East Ayrshire is one of the 32 unitary council areas into which Scotland has been divided since 1996. It covers a large area that extends from Kilmarnock, Stewarton, Newmilns and Darvel in the north to Loch Doon and the edge of the Galloway Forest Park in the south. Other important settlements in East Ayrshire include Cumnock and New Cumnock. For accommodation in East Ayrshire and a full list of features, see our Ayrshire area pages.

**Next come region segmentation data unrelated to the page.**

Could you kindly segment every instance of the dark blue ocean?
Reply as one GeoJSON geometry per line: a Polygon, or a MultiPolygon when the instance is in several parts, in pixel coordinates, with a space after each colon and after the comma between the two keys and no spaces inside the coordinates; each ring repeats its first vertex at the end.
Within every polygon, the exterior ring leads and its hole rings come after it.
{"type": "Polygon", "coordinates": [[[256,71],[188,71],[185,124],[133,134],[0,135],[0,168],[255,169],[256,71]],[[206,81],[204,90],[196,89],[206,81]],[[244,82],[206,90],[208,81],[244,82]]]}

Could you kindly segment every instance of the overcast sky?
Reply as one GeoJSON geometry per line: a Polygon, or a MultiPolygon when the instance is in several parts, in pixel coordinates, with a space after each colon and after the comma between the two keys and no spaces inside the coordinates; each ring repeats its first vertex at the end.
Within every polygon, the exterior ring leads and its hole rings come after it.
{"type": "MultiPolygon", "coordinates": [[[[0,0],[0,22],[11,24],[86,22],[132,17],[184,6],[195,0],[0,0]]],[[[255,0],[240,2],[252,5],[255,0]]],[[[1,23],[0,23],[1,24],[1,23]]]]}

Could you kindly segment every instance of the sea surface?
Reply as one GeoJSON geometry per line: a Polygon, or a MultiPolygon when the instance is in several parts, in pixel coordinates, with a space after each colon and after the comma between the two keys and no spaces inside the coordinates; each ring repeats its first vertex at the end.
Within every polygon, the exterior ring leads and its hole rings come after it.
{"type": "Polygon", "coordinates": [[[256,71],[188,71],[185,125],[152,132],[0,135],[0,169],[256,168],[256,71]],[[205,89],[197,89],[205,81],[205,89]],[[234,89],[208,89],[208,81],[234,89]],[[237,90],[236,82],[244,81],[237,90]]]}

East Ayrshire is the 14th largest Scottish council area in terms of physical size and the 16th largest in terms of population. The area around Kilmarnock is relatively built up, but the east and south of the council area are extremely rural and, in places, remote. East Ayrshire is crossed roughly from north to south by the A76 from Kilmarnock to Dumfries. Many parts of the area, especially around Cumnock and along the upper valleys of the River Ayr and River Irvine, still reflect an industrial and mining heritage that in places carries on as open-cast mining.
East Ayrshire is bordered on its north by North Ayrshire, Renfrewshire and East Renfrewshire; on its east by South Lanarkshire; on its south by Dumfries & Galloway; and on its west by South Ayrshire.
From the point of view of local authority coverage, the 1996 reorganisation that discarded Scotland's 12 regions in favour of 32 unitary council areas saw East Ayrshire formed by merging the areas of the Cumnock & Doon Valley and Kilmarnock & Loudoun districts of Strathclyde Region. If you take a longer view and compare East Ayrshire to the traditional counties of Scotland before they were replaced by regions in 1975, as you might expect from the name, it occupies the eastern part of the traditional county of Ayrshire.